Kader Kader!
Portekizlilerin yanık müziği ‘‘Fado’’nun Türkçe karşılığı bu.
Fado, 19'uncu yüzyılda Afrikalıların etkisiyle ortaya çıkmış.
Müziği ve sözleriyle, dünyevi tüm istek ve planlarımızın, kendi kontrolümüzün çok üstünde bir güç tarafından yıkılma riskini ve hayatın kırılgınlığını anlatıyor. Bana bizim depremleri hatırlattı.
Misia'yı ilk kez geçen yaz Bodrum'da bir restoranda dinledim.
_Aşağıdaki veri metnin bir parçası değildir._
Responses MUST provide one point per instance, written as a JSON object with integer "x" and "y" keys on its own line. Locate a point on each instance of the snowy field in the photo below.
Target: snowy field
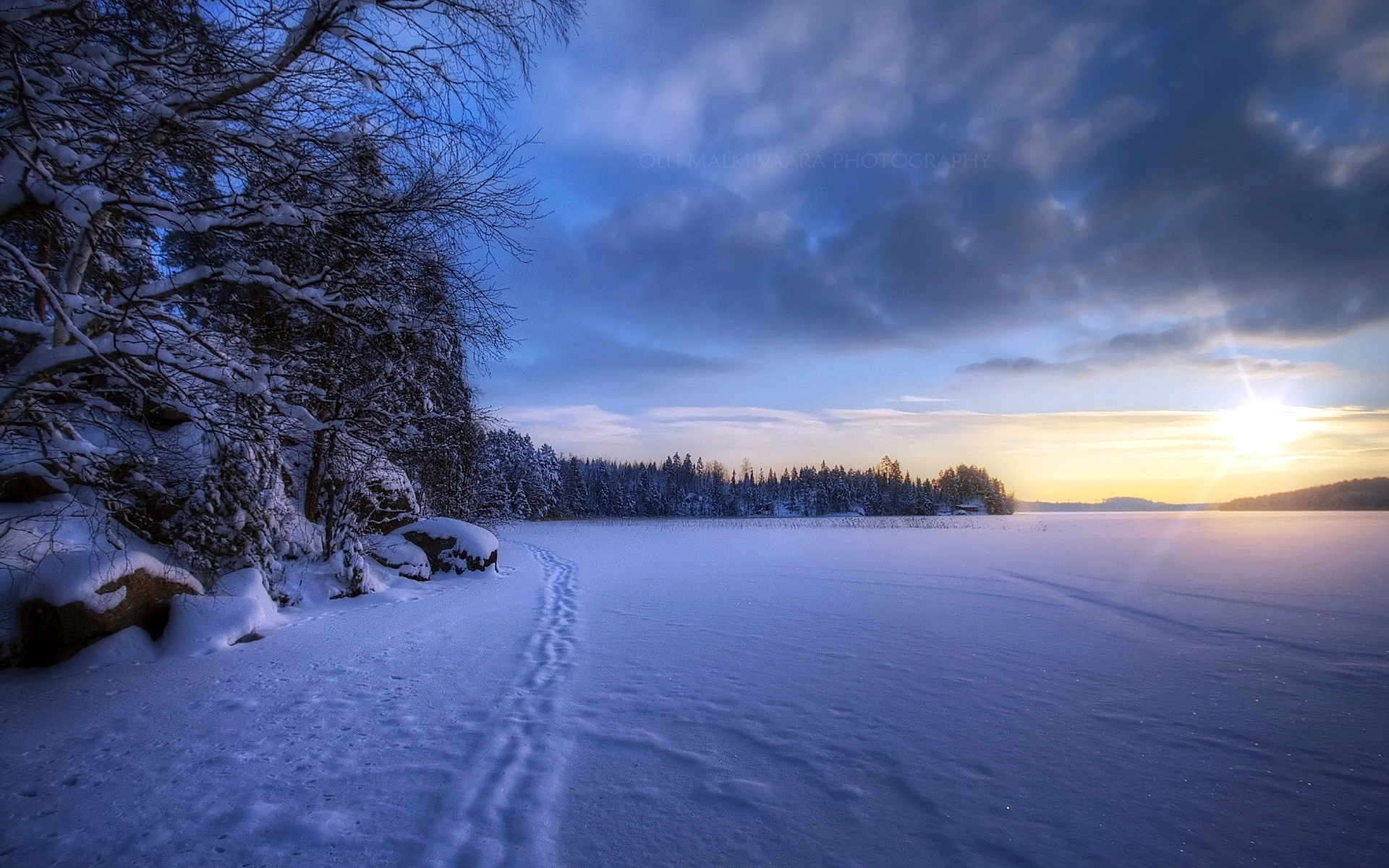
{"x": 1060, "y": 691}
Dünyanın en güzel manzaralarından birinin karşısında oturmuş harika bir yemek yiyordum.
Yemeğe, İtalyan ve Fransız müziğinin en ünlü ve en güzel parçaları eşlik ediyordu.
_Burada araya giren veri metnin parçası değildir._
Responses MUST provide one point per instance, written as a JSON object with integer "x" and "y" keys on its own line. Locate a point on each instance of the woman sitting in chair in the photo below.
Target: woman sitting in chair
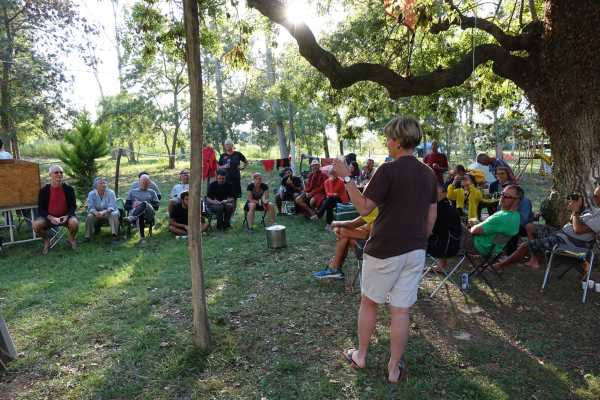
{"x": 348, "y": 233}
{"x": 258, "y": 200}
{"x": 465, "y": 194}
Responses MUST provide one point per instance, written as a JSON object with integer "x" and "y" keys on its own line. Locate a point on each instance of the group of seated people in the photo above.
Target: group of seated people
{"x": 460, "y": 201}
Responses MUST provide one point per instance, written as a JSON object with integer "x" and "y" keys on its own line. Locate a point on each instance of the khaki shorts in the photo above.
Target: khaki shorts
{"x": 395, "y": 278}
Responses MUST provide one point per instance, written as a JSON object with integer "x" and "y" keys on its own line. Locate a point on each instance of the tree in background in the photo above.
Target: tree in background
{"x": 85, "y": 144}
{"x": 33, "y": 35}
{"x": 554, "y": 60}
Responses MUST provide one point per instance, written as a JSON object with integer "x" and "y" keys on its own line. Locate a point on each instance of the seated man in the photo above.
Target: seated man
{"x": 258, "y": 200}
{"x": 335, "y": 193}
{"x": 102, "y": 206}
{"x": 579, "y": 232}
{"x": 314, "y": 191}
{"x": 504, "y": 222}
{"x": 136, "y": 185}
{"x": 459, "y": 171}
{"x": 220, "y": 200}
{"x": 143, "y": 202}
{"x": 291, "y": 189}
{"x": 367, "y": 172}
{"x": 183, "y": 186}
{"x": 178, "y": 217}
{"x": 347, "y": 233}
{"x": 465, "y": 194}
{"x": 56, "y": 206}
{"x": 444, "y": 241}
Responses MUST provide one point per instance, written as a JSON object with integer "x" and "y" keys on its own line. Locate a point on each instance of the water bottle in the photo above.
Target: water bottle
{"x": 464, "y": 281}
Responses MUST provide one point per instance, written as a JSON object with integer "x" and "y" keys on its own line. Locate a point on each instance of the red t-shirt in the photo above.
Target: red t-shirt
{"x": 335, "y": 187}
{"x": 57, "y": 205}
{"x": 439, "y": 159}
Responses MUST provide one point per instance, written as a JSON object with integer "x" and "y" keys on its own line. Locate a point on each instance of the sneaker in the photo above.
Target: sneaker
{"x": 329, "y": 273}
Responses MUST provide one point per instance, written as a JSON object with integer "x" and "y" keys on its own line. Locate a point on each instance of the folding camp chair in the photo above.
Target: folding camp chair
{"x": 579, "y": 254}
{"x": 488, "y": 260}
{"x": 260, "y": 207}
{"x": 462, "y": 257}
{"x": 55, "y": 234}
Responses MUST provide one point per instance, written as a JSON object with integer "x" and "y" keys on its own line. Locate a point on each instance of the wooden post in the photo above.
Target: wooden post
{"x": 201, "y": 330}
{"x": 117, "y": 171}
Eski Fransız şarkıları, kırmızı şarap, yıldızlar ve deniz.
Bundan daha güzel bir gece düşünemiyorum.
Derken hiç tanımadığım yanık bir ses yankılanmaya başladı hoparlörlerden.
İnanılmaz berraklıkta bir kadın sesi.
Büyülendim.
Böyle bir ses ancak kırk yılda bir çıkar.
Fado'nun ustası Amalia Rodriguez'den beri duymamıştım.
DJ'e sorduk.
Misia adında Portekizli bir sanatçıymış.
Ertesi gün hemen CD satan bir mağazaya girdim, ‘‘kalmadı’’ dediler.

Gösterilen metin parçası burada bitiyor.